退職後14日以内に住所地の市区町村役場に届け出ることで国民健康保険に加入できる。任意継続を希望する場合は退職日から20日以内に元の健康保険組合・協会けんぽに申請する必要がある。いずれも期限を過ぎると選択肢が制限されるため、退職前から調べておくことが必要だ。
任意継続・国保・扶養の費用比較の考え方
3択の費用を単純に比較するのではなく「自分の退職後の収入・世帯状況」に基づいて計算することが正しい判断方法だ。任意継続の保険料は「退職前の標準報酬月額を基準に算定され、全額自己負担(会社負担分も含めて)になる」ため、現役時代の2倍程度の保険料になるケースが多い。ただし上限額が設けられており(2024年度の協会けんぽの上限は月約30,000円)、高収入だった場合は任意継続の方が保険料が安くなるケースがある。国民健康保険は「前年の所得」を基準に計算されるため、退職後に収入がゼロになっても退職した翌年度までは高い保険料になることがある。この点が最も誤解されやすい「国保の罠」だ。
「国保が高い」という罠——退職翌年の保険料問題
退職後に国民健康保険に切り替えた場合、最初の1年間(退職した年の翌年度)の保険料は「前年(在職中)の所得」を基準に計算される。例えば年収600万円で退職した場合、翌年度の国保保険料は高額になる可能性がある(自治体によって異なるが、年間30〜50万円程度になるケースがある)。これが「退職直後に国保に切り替えると保険料が高い」という問題だ。この場合は任意継続の方が保険料が低くなることが多い。一方で退職後に無収入・低収入が2年以上続く場合は、2年目以降の国保保険料が大幅に下がるため、任意継続から国保への切り替えが有利になる場面が来る。タイミングと収入状況を踏まえた計算が必要だ。
第2章:任意継続のメリット・デメリットと選ぶべき人
任意継続の具体的な仕組みと保険料計算
任意継続被保険者制度の保険料は「退職時の標準報酬月額または加入する健康保険の平均標準報酬月額のいずれか低い方」に保険料率を掛けて算出する。協会けんぽの保険料率は都道府県によって異なるが、例えば東京都は10.00%(2024年度)だ。退職前の月収が40万円(標準報酬月額)の場合、任意継続の保険料は月約40,000円(40万円×10%)となる。ただし協会けんぽには上限があり、標準報酬月額の上限は30万円(2024年度)のため、任意継続の保険料は月最大30,000円程度になる。つまり退職前の月収が高い人ほど任意継続が有利になる。

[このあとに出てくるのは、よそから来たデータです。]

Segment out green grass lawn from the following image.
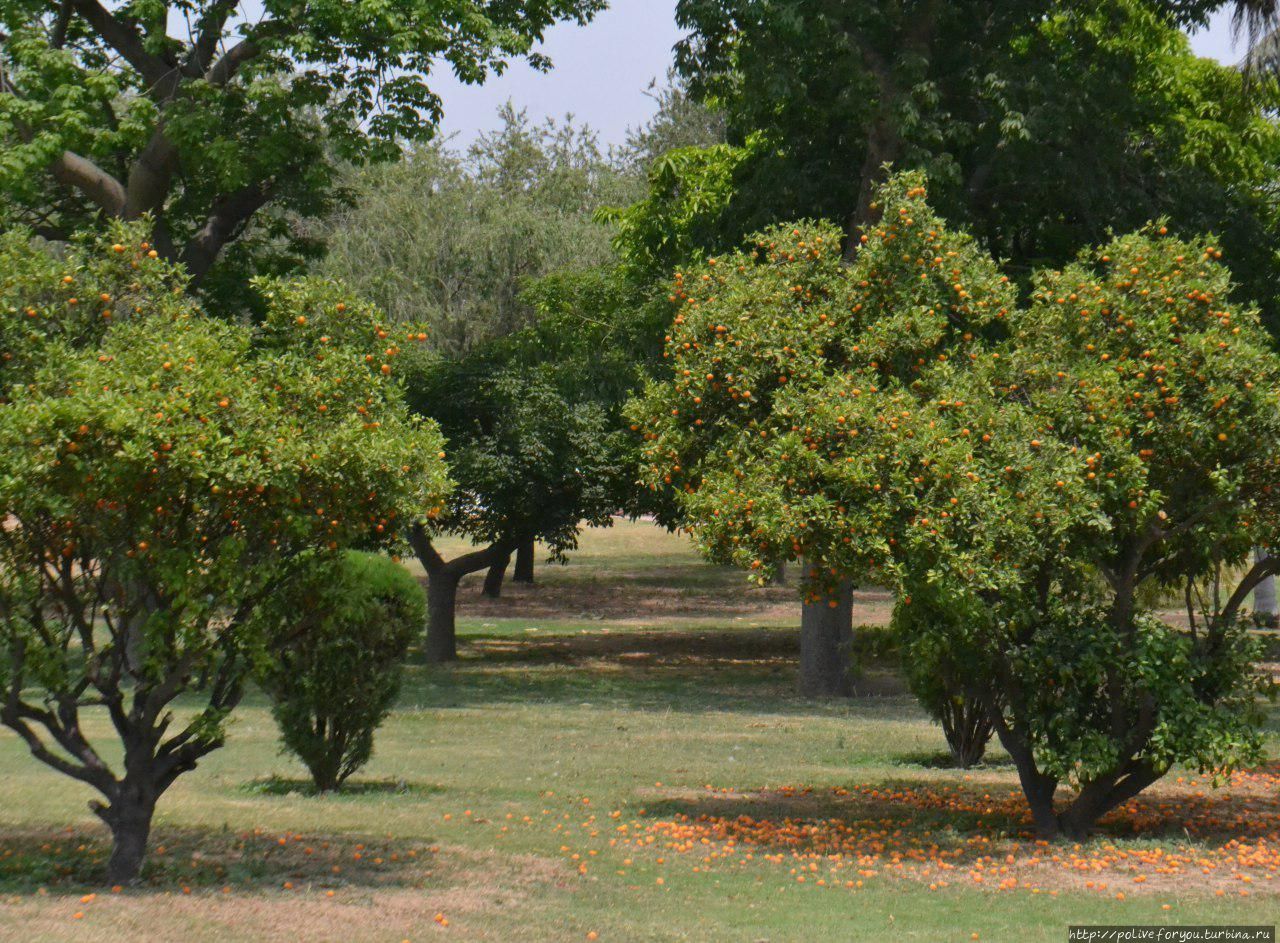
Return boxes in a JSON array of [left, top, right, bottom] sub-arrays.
[[0, 525, 1280, 943]]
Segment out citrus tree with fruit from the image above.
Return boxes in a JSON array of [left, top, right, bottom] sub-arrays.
[[632, 175, 1280, 837], [631, 175, 1015, 693], [0, 226, 448, 883]]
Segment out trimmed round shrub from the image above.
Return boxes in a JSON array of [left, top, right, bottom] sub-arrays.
[[893, 599, 995, 769], [260, 551, 426, 792]]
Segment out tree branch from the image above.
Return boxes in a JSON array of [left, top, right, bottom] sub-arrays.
[[51, 151, 125, 216], [70, 0, 177, 90], [182, 180, 275, 278]]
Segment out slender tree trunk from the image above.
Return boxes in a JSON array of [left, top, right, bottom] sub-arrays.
[[987, 702, 1061, 841], [800, 580, 854, 697], [425, 567, 462, 664], [481, 554, 511, 599], [100, 781, 156, 884], [511, 537, 535, 583], [1253, 548, 1276, 626]]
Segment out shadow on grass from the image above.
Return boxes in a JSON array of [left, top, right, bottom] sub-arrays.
[[0, 827, 438, 894], [634, 763, 1280, 862], [241, 775, 444, 800], [401, 628, 919, 720]]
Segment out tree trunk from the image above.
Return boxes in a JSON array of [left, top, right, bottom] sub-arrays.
[[800, 580, 854, 697], [480, 554, 511, 599], [987, 702, 1060, 841], [511, 537, 535, 583], [938, 692, 993, 769], [101, 782, 156, 884], [1253, 548, 1276, 627], [426, 568, 461, 664]]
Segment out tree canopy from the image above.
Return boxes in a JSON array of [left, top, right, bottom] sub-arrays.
[[665, 0, 1280, 330], [0, 0, 603, 301], [0, 225, 448, 883], [632, 175, 1280, 837]]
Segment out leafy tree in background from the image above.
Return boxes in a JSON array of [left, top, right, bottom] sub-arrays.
[[635, 175, 1280, 838], [0, 225, 448, 883], [622, 69, 726, 174], [665, 0, 1280, 330], [408, 352, 623, 662], [321, 106, 637, 621], [259, 550, 426, 792], [319, 105, 637, 357], [0, 0, 604, 305]]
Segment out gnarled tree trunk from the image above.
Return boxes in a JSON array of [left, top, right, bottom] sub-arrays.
[[410, 525, 516, 664], [800, 580, 854, 697], [95, 779, 159, 884], [480, 554, 511, 599], [1253, 548, 1276, 627]]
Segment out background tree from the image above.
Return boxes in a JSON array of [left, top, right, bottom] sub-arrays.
[[319, 105, 637, 357], [665, 0, 1280, 327], [321, 106, 637, 619], [631, 182, 1014, 695], [408, 351, 622, 662], [259, 551, 426, 792], [0, 226, 447, 883], [0, 0, 603, 305], [622, 69, 726, 175]]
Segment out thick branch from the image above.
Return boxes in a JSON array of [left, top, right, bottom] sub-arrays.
[[52, 151, 124, 216], [70, 0, 174, 88], [182, 180, 274, 284]]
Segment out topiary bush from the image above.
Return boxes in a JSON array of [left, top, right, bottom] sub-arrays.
[[260, 551, 426, 792], [893, 598, 1000, 769]]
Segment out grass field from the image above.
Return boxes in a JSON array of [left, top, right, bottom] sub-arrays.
[[0, 523, 1280, 943]]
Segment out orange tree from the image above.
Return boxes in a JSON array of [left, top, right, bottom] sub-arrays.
[[0, 228, 447, 883], [899, 226, 1280, 837], [634, 178, 1280, 836], [631, 175, 1015, 695]]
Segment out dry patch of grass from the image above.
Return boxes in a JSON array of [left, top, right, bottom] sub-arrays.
[[0, 829, 570, 940], [625, 764, 1280, 899]]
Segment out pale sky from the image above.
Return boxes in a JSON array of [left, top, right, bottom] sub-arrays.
[[433, 0, 1243, 145]]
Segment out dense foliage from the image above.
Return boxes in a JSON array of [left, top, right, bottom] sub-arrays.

任意継続の大きなデメリットは「2年間は原則として解約できない」という点だ。途中で国保の方が有利になった場合でも、任意継続の保険料を滞納しない限り切り替えができない(2022年の制度改正で保険料が上がった場合は任意で脱退できる要件が加わったが条件がある)。2年後に国保への切り替えが必要になるため、2年後の国保保険料も事前に試算しておくことが必要だ。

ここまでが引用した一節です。